L'affaire éclate lors d'une tentative d'assassinat dans le Gard. Les enquêteurs constatent que l'arme du crime est un fusil à pompe. En remontant la piste de l'arme, les forces de l'ordre retrouvent un armurier qui était le véritable propriétaire. Ce dernier, âgé de 66 ans, était devant le tribunal correctionnel de Nîmes, mardi 5 mai. Il explique qu'il a fauté en vendant illégalement le fusil à pompe, mais qu'il avait besoin de 800 euros pour payer son avocat dans une affaire civile. Il a donc vendu son fusil à pompe sans être trop regardant. L'acheteur de l'arme et tireur a été condamné il y a quelques mois à 12 ans de réclusion criminelle pour une tentative d'assassinat. L'armurier lui devait répondre ce mardi 5 mai de vente illégale d'arme de catégorie B.
"Lorsque quelqu'un veut acquérir une arme sans autorisation, c'est souvent pour une raison obscure", indique le procureur en visant le vendeur.

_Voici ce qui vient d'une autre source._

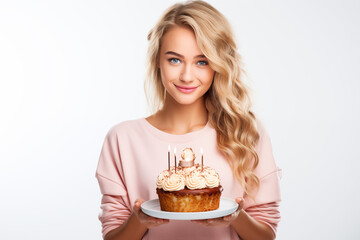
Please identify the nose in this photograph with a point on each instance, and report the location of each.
(186, 74)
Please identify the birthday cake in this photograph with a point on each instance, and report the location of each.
(188, 187)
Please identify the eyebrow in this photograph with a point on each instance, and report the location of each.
(181, 56)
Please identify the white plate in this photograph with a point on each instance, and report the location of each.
(152, 208)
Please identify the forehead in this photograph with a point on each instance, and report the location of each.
(181, 40)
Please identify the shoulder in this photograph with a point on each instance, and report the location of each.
(124, 128)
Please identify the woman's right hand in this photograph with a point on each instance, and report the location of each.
(145, 219)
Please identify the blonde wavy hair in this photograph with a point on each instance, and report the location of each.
(227, 101)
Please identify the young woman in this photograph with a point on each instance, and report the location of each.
(195, 78)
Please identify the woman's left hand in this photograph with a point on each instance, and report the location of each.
(223, 221)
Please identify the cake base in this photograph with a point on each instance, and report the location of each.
(187, 200)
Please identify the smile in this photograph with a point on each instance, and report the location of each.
(186, 89)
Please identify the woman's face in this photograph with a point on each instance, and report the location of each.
(185, 71)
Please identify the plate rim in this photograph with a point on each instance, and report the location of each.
(190, 215)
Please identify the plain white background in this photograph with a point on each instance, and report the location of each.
(70, 70)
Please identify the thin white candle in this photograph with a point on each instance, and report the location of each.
(175, 158)
(202, 159)
(169, 158)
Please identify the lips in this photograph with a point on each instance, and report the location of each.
(186, 89)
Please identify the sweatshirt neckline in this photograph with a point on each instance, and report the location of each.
(179, 138)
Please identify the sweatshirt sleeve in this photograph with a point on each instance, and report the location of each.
(265, 206)
(115, 206)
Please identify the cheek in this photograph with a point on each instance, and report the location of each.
(207, 77)
(168, 74)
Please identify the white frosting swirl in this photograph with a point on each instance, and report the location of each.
(195, 180)
(161, 177)
(174, 182)
(191, 177)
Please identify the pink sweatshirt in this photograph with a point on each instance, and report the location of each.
(135, 152)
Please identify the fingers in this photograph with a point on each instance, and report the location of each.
(145, 219)
(226, 220)
(241, 203)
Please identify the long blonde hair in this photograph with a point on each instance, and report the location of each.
(227, 101)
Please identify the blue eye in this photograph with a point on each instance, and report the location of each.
(202, 63)
(174, 60)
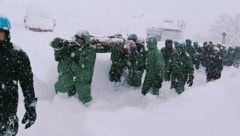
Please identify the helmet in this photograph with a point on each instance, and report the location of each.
(133, 37)
(84, 35)
(4, 23)
(188, 41)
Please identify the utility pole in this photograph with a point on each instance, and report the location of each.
(181, 26)
(224, 38)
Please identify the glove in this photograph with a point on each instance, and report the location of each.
(30, 115)
(190, 80)
(57, 43)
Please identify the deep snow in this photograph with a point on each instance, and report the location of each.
(205, 109)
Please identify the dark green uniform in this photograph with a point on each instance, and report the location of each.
(155, 68)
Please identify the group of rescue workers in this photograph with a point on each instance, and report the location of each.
(76, 60)
(175, 62)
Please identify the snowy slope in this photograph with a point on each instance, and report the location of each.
(205, 109)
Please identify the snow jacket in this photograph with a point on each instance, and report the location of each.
(15, 67)
(182, 70)
(155, 68)
(62, 53)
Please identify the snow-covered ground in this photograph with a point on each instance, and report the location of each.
(205, 109)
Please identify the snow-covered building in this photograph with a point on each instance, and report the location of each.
(167, 30)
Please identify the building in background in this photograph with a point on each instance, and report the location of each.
(168, 30)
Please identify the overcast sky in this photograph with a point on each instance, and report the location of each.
(197, 14)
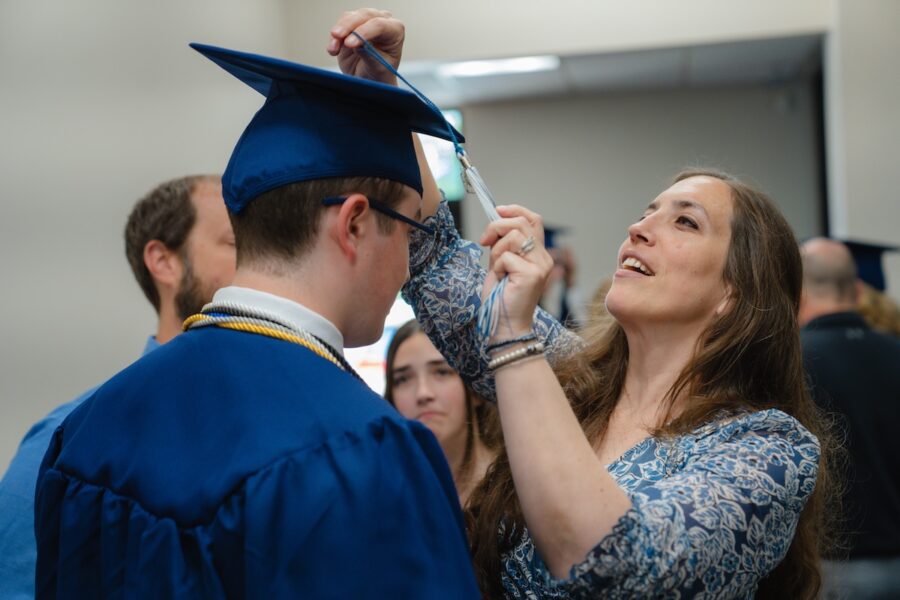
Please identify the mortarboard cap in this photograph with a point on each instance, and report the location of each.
(868, 261)
(317, 124)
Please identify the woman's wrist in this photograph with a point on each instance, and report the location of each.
(501, 344)
(522, 352)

"Mon client a un parcours exemplaire depuis 45 ans d'exercice de la profession d'armurier", nuance son conseil qui obtient que le prévenu n'écope pas de la peine complémentaire d'interdiction de détenir ou de porter une arme... Une sanction qui aurait signifié la fin de sa carrière. Le sexagénaire, sans casier judiciaire jusque là, est reconnu coupable et condamné à 3 mois de prison avec sursis.